Pour notre œuf, tout se joue là. Son avènement dépendra de la pena qui le choisira. Parce que si l'unique consigne est claire : utiliser du jambon de Bayonne dans la recette, chaque participant affiche clairement un style et une ambition différente.
Nous avons les chefs venus pour gagner, armés jusqu'aux dents de diplômes et des derniers instruments. Les chefs venus pour jouer, l'oeil coquin et la technique impertinente. Et les chefs venus pour...rigoler: avec perruque et mégaphone pour tout assaisonnement.

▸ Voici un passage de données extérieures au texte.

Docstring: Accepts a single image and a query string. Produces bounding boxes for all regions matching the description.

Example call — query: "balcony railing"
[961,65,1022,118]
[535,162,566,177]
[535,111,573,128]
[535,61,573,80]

Au fond de son panier, notre œuf se fait tout petit pour ne pas être choisi dès les premiers instants. Pendant plusieurs heures, il observe en effet ses camarades se faire piocher les uns après les autres pour finir en omelette test. Chaque pena fait des essais sur le public en attendant la visite du jury. Car n'allez pas croire qu'il n'est question que d'œuf et de jambon. Quid d'un peu plus de brebis à l'anis étoilé ou de ciboulette ambrée, s'il vous plaît.
Pendant ces quelques heures, le vin et la sueur se mêlent dans les équipes. On met du cœur à l'ouvrage et du piment à l'omelette.
Jusqu'à ce que voilà : un larsen dans les enceintes et l'accent chantant de l'animateur résonne sur le parvis des halles. Les discussions animées s'interrompent pour entendre l'annonce : c'est l'heure de la dernière omelette. Les cuisiniers en herbe s'affairent à la mise en place…et choisissent enfin les œufs.
Notre héros serait proche de la syncope, s'il le pouvait. Le panier se vide d'un, de deux, puis de trois œufs. Il se sent moche et malaimé à voir ses collègues être choisis avant lui.
Mais enfin, le panier se dérobe sous sa coquille et il sent la main ferme et virile du cuisinier amateur qui l'a sélectionné. Désormais, il porte fièrement les couleurs de l'équipe Mozkorrak.
Une pena de jeunes trentenaires parmi lesquels des jumeaux : Max et Antho. Les frères ont réfléchi leur recette pendant plusieurs semaines avec deux acolytes : Maud et Pierre. Et s'ils ont travaillé longtemps, c'est parce qu'ils partent de loin.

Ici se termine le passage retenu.